As of now, no final decision has been made, but a detailed review is underway.
The customs duty rejig was also mentioned by Finance Minister Nirmala Sitharaman in the July Budget, where she highlighted the need to support domestic manufacturing, deepen local value addition, promote export competitiveness, and simplify taxation, while keeping the interests of the general public and consumers in mind.
Experts believe that the comprehensive review of the rate structure should continue, as duty inversion remains an issue that needs addressing.
Sources indicate that the government also believes that customs duty rates should align with initiatives such as the Production-Linked Incentive (PLI) scheme. Sectors identified for the PLI scheme may require either concessional duty rates for critical components or protection in the form of higher duties. “Thus, this review of the duty structure and course correction will also consider these areas,” the sources added.
Additionally, the Central Board of Indirect Taxes and Customs (CBIC) is reviewing all existing Free Trade Agreements (FTAs) from a duty perspective to ensure that their benefits are not being misused, and corrective actions will be taken to prevent misuse from affecting the domestic industry.

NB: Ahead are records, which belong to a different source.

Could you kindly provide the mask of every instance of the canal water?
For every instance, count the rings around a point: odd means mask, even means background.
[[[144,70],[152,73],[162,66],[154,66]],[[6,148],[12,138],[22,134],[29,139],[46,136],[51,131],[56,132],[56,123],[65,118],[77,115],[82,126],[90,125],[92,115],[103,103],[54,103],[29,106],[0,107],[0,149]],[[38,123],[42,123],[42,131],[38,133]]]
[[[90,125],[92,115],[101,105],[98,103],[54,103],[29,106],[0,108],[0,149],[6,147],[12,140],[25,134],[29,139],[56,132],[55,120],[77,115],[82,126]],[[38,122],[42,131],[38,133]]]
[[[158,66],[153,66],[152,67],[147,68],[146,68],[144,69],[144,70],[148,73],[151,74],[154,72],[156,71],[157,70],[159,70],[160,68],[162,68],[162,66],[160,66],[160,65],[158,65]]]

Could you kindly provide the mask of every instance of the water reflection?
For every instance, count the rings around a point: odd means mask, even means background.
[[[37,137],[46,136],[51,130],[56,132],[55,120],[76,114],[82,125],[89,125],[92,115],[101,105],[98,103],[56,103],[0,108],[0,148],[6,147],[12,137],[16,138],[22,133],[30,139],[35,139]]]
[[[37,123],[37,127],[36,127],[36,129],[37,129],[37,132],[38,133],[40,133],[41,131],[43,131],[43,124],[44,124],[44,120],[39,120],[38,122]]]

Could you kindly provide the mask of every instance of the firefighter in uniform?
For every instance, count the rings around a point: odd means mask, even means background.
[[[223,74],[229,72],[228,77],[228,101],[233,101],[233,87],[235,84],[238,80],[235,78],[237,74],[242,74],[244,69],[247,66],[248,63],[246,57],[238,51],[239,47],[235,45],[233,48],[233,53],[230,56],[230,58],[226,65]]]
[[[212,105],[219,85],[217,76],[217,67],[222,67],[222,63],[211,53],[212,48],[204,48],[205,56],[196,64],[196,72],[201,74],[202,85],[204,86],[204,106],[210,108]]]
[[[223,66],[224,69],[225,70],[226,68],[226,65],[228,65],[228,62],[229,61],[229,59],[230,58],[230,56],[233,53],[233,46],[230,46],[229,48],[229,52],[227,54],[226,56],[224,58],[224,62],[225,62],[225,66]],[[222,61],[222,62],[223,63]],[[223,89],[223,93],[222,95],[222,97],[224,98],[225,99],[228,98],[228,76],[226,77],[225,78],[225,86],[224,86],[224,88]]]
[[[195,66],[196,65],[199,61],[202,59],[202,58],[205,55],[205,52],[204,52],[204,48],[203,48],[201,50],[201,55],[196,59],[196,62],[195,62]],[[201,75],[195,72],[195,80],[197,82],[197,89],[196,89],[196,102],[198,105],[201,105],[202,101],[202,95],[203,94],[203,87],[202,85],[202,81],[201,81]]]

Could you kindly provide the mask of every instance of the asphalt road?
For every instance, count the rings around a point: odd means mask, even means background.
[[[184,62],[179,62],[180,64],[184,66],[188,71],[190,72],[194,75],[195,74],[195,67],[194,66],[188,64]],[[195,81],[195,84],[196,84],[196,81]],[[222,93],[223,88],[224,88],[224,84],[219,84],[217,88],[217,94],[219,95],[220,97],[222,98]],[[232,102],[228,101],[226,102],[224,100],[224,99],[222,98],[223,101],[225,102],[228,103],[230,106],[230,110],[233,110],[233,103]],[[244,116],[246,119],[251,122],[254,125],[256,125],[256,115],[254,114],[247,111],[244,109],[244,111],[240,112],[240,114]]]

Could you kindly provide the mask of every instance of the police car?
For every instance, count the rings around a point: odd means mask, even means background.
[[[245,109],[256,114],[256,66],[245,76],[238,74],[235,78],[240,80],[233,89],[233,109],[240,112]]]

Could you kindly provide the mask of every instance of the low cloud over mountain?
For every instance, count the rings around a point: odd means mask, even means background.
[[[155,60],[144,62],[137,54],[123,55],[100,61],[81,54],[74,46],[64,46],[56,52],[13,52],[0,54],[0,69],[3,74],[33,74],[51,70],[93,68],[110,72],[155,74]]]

Given the U.S. is a major trading partner, “India is mindful of the U.S. stance under the Trump administration, which has been vocal about initiating protectionism and imposing higher tariffs on Indian exports. The CBIC is considering supporting exporters with WTO-compliant measures to enhance the competitiveness of their products,” sources explained.
“One of the key considerations for the government will be to assess the impact on domestic manufacturing, including the amount of value addition taking place in the country. The depreciation of the currency and developments in the US may also be important factors,” said Pratik Jain, Partner, Indirect Taxes at PwC India.
The budget estimates for 2024-25 for customs duties are ₹2,37,745 crore, around 4% of the total budget receipts.
It remains to be seen what the upcoming budget unveils for the industry.